Using Tg2576 mice, Sung et al. demonstrated that vitamin E treatment was able to reduce oxidative stress, LPO, and Aβ burden when the treatment began at age of 5-month-old, but not when the treatment began at age of 14-month-old, again suggesting an early involvement of oxidative stress in this pathology [136]. Similar results were found by Cole and Frautschy in the same mouse model, testing the effects of docosahexanoic acid. Treatment with this antioxidant was able to reduce oxidative stress, dendritic loss, Aβ deposition, and improved cognitive performance in these mice [137]. Contrasting results were found by Siedlak et al. [138] who did not find differences between α-lipoic acid-treated Tg2576 mice and placebo-treated mice with respect to Aβ burden and cognitive performance, despite a significant decrease in oxidative stress.

Dragicevic et al. also found an effect of antioxidant therapy in transgenic APP/PS1 mice. They observed that treatment with melatonin in these mice reduced mitochondrial Aβ levels and reestablished mitochondrial respiratory rates and ATP levels in hippocampus, cortex, and striatum [139].

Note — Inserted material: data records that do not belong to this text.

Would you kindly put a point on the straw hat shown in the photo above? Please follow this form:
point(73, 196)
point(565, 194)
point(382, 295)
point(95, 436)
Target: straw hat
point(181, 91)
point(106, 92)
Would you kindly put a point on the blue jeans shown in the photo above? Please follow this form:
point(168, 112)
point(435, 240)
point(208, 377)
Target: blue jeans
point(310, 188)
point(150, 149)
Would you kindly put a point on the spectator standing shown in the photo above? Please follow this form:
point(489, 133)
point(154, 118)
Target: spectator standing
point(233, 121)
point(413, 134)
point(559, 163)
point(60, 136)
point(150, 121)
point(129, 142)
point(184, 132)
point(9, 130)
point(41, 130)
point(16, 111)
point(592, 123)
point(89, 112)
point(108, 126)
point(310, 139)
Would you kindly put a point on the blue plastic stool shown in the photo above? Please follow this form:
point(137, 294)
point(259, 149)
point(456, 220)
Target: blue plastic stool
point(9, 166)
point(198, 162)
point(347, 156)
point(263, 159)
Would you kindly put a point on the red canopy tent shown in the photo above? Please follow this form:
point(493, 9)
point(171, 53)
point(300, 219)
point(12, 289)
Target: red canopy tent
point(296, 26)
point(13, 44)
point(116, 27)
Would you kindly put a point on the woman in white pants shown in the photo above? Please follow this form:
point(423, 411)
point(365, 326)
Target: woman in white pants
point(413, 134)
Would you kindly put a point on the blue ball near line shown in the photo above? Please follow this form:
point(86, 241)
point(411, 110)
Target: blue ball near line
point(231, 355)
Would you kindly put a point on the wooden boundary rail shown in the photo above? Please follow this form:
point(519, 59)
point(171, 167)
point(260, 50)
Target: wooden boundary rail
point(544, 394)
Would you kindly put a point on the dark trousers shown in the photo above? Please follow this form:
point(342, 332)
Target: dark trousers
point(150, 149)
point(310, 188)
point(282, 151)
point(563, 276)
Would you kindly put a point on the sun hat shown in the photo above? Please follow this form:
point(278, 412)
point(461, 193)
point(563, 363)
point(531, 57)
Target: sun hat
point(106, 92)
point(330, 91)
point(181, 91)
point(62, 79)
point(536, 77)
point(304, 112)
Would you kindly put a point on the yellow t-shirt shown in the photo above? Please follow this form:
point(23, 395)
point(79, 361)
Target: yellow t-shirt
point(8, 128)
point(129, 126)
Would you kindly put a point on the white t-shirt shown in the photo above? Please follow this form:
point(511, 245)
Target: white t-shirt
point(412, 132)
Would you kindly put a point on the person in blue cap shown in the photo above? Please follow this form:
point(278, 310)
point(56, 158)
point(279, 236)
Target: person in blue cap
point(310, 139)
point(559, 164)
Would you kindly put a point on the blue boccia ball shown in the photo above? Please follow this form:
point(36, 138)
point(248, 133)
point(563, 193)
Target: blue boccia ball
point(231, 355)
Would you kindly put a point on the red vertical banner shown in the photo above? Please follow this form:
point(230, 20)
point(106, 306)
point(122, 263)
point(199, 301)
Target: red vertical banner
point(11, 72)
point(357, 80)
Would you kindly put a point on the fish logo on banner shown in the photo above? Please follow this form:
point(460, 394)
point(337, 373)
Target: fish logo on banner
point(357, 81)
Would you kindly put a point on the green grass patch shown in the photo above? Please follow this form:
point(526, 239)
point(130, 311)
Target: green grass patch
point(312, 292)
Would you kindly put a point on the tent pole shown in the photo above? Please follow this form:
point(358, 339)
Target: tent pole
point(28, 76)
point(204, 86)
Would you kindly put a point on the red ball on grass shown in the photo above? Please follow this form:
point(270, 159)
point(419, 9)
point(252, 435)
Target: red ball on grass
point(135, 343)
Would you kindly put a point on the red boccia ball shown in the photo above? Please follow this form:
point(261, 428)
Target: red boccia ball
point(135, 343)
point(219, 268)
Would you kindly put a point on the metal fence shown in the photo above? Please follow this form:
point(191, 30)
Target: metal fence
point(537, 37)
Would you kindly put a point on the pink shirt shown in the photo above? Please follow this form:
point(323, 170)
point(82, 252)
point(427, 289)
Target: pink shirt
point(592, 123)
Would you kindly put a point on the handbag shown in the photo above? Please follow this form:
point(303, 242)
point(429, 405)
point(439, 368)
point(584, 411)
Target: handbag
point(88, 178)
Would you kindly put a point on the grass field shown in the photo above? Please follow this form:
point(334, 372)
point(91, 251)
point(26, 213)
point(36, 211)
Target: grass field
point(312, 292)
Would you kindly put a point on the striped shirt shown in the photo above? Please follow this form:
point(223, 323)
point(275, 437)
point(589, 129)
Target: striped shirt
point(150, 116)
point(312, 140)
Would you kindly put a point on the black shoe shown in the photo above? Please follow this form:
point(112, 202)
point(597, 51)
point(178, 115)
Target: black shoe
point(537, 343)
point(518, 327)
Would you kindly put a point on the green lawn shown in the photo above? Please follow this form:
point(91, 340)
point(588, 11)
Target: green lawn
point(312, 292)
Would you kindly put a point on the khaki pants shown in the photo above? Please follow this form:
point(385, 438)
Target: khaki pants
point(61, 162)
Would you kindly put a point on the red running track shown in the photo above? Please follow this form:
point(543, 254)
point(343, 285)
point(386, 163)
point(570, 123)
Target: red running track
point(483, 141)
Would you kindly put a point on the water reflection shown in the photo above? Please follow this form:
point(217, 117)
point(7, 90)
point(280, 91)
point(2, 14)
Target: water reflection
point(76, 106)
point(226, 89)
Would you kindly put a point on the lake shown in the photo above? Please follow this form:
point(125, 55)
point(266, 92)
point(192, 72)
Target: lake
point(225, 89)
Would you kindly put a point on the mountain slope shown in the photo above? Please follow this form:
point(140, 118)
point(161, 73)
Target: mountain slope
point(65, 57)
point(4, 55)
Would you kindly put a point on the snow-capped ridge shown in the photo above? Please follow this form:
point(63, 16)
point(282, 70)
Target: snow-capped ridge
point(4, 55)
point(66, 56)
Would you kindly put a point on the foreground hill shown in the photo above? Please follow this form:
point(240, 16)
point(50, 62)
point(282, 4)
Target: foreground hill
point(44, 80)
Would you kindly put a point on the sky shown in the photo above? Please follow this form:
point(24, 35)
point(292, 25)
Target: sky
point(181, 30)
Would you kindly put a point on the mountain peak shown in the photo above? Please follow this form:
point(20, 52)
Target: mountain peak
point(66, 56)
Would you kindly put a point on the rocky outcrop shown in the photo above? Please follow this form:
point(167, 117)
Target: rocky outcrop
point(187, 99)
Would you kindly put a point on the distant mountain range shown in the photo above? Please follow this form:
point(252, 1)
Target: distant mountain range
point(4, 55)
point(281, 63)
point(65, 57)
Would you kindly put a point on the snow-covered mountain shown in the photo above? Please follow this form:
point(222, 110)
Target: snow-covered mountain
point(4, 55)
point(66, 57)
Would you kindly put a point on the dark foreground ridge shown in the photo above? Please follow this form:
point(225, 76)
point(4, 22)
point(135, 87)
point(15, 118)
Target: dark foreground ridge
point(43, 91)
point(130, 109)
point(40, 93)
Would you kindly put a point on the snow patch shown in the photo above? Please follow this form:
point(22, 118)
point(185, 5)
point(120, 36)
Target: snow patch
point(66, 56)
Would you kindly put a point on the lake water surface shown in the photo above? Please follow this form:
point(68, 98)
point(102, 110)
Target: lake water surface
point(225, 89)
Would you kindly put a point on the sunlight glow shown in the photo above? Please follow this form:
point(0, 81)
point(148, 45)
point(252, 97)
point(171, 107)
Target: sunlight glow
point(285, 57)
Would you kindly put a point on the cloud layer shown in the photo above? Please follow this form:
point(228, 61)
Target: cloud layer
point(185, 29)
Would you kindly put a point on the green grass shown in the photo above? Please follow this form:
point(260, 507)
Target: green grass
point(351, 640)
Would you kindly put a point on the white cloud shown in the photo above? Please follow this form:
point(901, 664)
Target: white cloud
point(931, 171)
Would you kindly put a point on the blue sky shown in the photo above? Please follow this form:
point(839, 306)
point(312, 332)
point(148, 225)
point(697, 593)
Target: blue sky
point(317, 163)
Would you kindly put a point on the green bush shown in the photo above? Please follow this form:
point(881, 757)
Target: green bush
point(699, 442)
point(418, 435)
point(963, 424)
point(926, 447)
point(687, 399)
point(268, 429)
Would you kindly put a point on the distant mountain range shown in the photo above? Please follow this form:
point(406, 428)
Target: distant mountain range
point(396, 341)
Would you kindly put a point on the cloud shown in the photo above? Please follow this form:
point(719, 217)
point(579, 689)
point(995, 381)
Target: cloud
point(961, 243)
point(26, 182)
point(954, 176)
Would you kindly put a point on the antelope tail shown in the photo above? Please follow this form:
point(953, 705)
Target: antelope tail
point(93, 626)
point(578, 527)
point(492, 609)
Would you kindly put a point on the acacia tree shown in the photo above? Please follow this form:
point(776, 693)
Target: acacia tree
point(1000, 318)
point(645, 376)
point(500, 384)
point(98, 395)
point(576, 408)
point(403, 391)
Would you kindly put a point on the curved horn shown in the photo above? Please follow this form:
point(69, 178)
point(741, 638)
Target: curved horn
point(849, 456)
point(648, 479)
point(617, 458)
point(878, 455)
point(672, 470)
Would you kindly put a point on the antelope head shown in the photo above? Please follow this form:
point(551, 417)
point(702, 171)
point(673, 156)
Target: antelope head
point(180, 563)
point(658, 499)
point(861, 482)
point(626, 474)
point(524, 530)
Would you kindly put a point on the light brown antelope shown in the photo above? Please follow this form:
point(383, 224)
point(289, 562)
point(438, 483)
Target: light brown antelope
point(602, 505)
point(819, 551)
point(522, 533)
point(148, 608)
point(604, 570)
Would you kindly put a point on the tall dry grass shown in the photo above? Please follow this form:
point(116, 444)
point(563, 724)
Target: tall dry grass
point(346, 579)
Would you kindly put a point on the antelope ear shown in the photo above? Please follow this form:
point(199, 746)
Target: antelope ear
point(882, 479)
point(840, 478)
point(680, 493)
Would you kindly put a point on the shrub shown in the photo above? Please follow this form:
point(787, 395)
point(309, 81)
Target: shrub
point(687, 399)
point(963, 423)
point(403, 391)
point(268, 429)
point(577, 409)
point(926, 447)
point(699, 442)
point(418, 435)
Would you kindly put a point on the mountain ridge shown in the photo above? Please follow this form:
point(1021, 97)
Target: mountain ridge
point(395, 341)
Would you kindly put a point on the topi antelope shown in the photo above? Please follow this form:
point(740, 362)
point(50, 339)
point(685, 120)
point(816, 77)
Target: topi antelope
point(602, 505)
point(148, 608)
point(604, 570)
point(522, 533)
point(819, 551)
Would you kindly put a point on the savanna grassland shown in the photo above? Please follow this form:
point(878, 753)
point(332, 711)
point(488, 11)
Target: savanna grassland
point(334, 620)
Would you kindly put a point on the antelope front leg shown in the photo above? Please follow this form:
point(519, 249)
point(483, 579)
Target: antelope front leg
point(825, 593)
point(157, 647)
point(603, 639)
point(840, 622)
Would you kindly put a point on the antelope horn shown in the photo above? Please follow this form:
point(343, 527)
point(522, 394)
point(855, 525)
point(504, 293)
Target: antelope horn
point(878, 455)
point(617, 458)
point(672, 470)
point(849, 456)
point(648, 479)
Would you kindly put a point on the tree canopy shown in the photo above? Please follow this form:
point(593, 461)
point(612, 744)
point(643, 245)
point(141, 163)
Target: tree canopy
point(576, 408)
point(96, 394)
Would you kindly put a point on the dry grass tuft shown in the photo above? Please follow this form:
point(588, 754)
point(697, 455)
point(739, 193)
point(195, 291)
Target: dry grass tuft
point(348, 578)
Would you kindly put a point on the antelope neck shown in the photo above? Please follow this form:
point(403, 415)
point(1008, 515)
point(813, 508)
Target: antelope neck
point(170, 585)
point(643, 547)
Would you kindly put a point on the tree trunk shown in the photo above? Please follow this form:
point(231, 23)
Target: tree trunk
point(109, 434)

Additionally, Mcmanus et al. reported that treatment with the antioxidant MitoQ (mitoquinone mesylate) was effective in the prevention of cognitive impairment, oxidative stress, Aβ deposition, astrogliosis, synaptic loss, and caspase activation in 3xTg-AD mice, which express the Swedish mutation and also show tau-related pathology as observed in AD patients [140]. These results apparently show a beneficial effect of antioxidant therapy in the treatment of FAD, although it is important to consider that clinical trials performed in LOAD patients have shown only a very modest effect in memory and cognition improvement and disease progression delay. Clinical trials testing the effect of antioxidants specifically in FAD patients have not been conducted yet, to the extent of our knowledge, but considering the amyloidogenic genetic background of this patients and the more aggressive nature of this AD form, the results may be not very promising.

13. Conclusions

EOAD is characterized for the presence of mutations in the APP, PS1, and PS2 genes. These mutations confer an increase of Aβ production and its posterior accumulation, which generates a series of molecular events that lead to a neurodegenerative process. Amyloid has the ability to interact with several different receptor types, including the frizzled, insulin, NMDA, and NGF receptors, which trigger events that lead to neuronal death. Most of the transgenic models expressing APP and PS human mutations show high levels of oxidative damage, suggesting that oxidative stress may be an early event in the development of the pathology and has an important role on the fast progression of EOAD compared with LOAD. Moreover, this oxidative damage can increase the synthesis and aggregation of Aβ, which represents a vicious circle that favors peptide toxicity and neurodegeneration. In this sense, it has been suggested as several numbers of therapeutic approaches. The principal strategies include to antioxidants agents, NMDAR antagonists, and the Aβ-immunotherapy. All of these strategies focus on the decrease of Aβ oxidative activity and the toxic effects of aggregates. Therapeutic strategies could delay neurodegeneration, improving the quality of life of EOAD patients for a while, but the genetic background imposes the amyloidosis. In these AD cases, gene therapy may be the best strategy.